| .. role:: hidden |
| :class: hidden-section |
| |
| Tensor Parallelism - torch.distributed.tensor.parallel |
| ====================================================== |
| |
| We built Tensor Parallelism(TP) on top of DistributedTensor(DTensor) and |
| provide several Parallelism styles: Rowwise, Colwise and Pairwise Parallelism. |
| |
| .. warning :: |
| Tensor Parallelism is experimental and subject to change. |
| |
| The entrypoint to parallelize your module and using tensor parallelism is: |
| |
| .. automodule:: torch.distributed.tensor.parallel |
| |
| .. currentmodule:: torch.distributed.tensor.parallel |
| |
| .. autofunction:: parallelize_module |
| |
| Tensor Parallelism supports the following parallel styles: |
| |
| .. autoclass:: torch.distributed.tensor.parallel.style.RowwiseParallel |
| :members: |
| |
| .. autoclass:: torch.distributed.tensor.parallel.style.ColwiseParallel |
| :members: |
| |
| .. autoclass:: torch.distributed.tensor.parallel.style.PairwiseParallel |
| :members: |
| |
| Because we use DTensor within Tensor Parallelism, we need to specify the |
| input and output placement of the module with DTensors so it can expectedly |
| interacts with the module before and after. The followings are functions |
| used for input/output preparation: |
| |
| |
| .. currentmodule:: torch.distributed.tensor.parallel.style |
| |
| .. autofunction:: make_input_replicate_1d |
| .. autofunction:: make_input_shard_1d |
| .. autofunction:: make_input_shard_1d_last_dim |
| .. autofunction:: make_output_replicate_1d |
| .. autofunction:: make_output_tensor |
| .. autofunction:: make_output_shard_1d |
| |
| Currently, there are some constraints which makes it hard for the `nn.MultiheadAttention` |
| module to work out of box for Tensor Parallelism, so we built this multihead_attention |
| module for Tensor Parallelism users.

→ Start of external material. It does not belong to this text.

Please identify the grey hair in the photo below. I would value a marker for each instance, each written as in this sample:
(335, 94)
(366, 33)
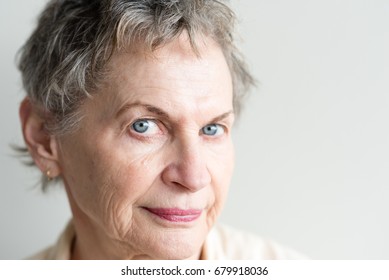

Also, in ``parallelize_module``, we automatically |
| swap ``nn.MultiheadAttention`` to this custom module when specifying ``PairwiseParallel``. |
| |
| .. autoclass:: torch.distributed.tensor.parallel.multihead_attention_tp.TensorParallelMultiheadAttention |
| :members: |
| |
| We also enabled 2D parallelism to integrate with ``FullyShardedDataParallel``. |
| Users just need to call the following API explicitly: |
| |
| |
| .. currentmodule:: torch.distributed.tensor.parallel.fsdp |
| .. autofunction:: is_available |